Putu mencontohkan, MK pernah mengeluarkan surat No. 113/PAN.MK/VIII/2009 tertanggal 17 Agustus 2009 yang mengakui kesalahan pengetikan dalam amar putusan. Nama Hasan bin Abdullah tertulis Husin bin Abdullah. "Kami tak bisa mengeksekusi putusan Mahkamah kalau ada cacat seperti itu," kata Putu.
Contoh lain, pernah terjadi keanehan, keputusan MK yang dikirim ke KPU berbeda dengan amar putusan yang dimasukkan dalam situs resmi MK. Putu menduga, ada banyak surat MK dipalsukan. Indikatornya, MK mengadili lebih dari 700 kasus perselihan hasil pemilihan. Banyaknya kasus yang harus diselesaikan dalam waktu cepat, kata Putu, sangat membuka celah kesalahan dan penipuan.
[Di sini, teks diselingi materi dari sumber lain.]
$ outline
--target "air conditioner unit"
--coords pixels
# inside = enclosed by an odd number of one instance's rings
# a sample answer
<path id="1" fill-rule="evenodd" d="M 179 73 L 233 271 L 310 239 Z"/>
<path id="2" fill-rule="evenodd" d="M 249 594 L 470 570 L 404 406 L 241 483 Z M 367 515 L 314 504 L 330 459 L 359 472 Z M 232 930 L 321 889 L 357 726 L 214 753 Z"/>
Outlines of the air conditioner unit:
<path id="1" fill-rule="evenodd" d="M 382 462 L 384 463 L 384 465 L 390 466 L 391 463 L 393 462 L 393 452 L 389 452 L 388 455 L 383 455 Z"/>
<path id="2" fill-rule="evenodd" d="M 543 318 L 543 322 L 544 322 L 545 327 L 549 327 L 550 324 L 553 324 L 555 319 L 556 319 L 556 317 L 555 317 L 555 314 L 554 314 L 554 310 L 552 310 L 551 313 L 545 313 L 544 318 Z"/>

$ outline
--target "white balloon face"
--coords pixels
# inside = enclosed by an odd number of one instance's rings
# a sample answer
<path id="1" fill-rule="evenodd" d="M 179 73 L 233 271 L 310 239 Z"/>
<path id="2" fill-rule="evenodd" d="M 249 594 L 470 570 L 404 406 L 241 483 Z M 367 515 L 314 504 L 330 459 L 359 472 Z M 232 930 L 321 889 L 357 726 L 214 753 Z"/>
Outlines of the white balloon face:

Menurut Putu, lembaganya telah melakukan penyelidikan internal terhadap pemalsuan surat MK. Hasilnya, tak ditemukan kesalahan pada anggota KPU atau staf Sekretariat Jenderal KPU. "Kami mau nyaman bekerja. Karena itu, MK harus buka surat palsu itu," kata Putu.